Challenges
You need to remove or save duplicate records, and include or exclude records based on business rules for a variety of reasons, including:
- database updates, including change data capture and slowly changing dimension reports
- business intelligence, including customer data integration and segmentation
- database subsetting, for masking production data
- data migration, replication, and federation
- bulk data reduction, data forensics, and data quality initiatives
SQL select statements are great for "normal" database table sizes but, in volume (and depending on key relationships), can take a long time. They are also database-specific, and can hamper bulk unload and query operations when done for data subsetting.

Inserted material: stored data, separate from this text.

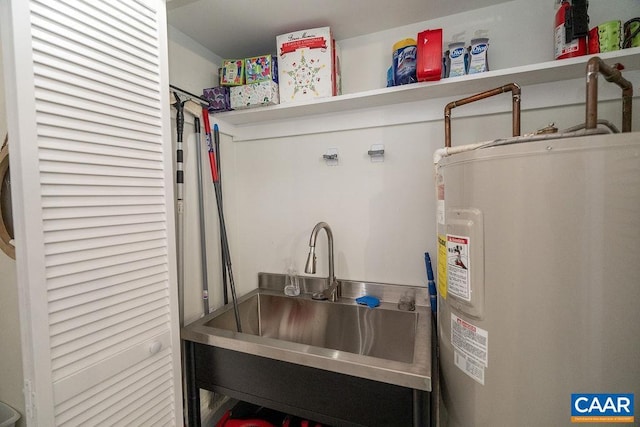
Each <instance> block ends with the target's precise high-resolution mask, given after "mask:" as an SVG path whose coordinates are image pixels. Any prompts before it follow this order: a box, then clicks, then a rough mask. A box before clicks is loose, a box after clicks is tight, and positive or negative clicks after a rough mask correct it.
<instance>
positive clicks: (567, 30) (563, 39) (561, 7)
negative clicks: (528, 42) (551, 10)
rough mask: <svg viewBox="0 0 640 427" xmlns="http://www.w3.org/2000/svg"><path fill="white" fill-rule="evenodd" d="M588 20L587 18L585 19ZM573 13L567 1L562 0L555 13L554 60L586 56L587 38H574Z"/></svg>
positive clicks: (569, 2) (573, 20) (576, 36)
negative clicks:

Filtering beyond one database can be difficult, particularly in the context of heterogeneous data integration. Complex ETL work or custom code may be required. Thus, both specification and execution may be inefficient.
Solutions
The SortCL program in IRI CoSort (and IRI Voracity) offers several horizontal (record/row-level) and vertical (field/column-level) selection capabilities for any specified set of structured data sources. CoSort/SortCL spin-off products -- including IRI FieldShield (for data masking), IRI NextForm (for data migration and replication), and IRI RowGen (for test data generation) -- all have the same row and column selection (filtering) capabilities.
Manage the size, number, and flow of records before, during, and after data transformation. Eliminate, reduce, or hand-off of records for fast, SQL-oriented data filtering during input and output. Bulk data reduction increases efficiency for SortCL transformations, reports, loads, and other downstream processes.
Use condition logic (e.g., if-then-else expressions) to include, omit, and reformat records during transformation, reporting, and/or protection. Filter records through de-duplication and byte, header, and record-specific commands. For example, specify which value ranges are valid and output only records outside those values.
Validate character forms and perform other data integrity checks to reject or isolate bad records before loading them into a database.
Base specifications on your business logic, and save them in text scripts managed in Eclipse for easy modification and re-use.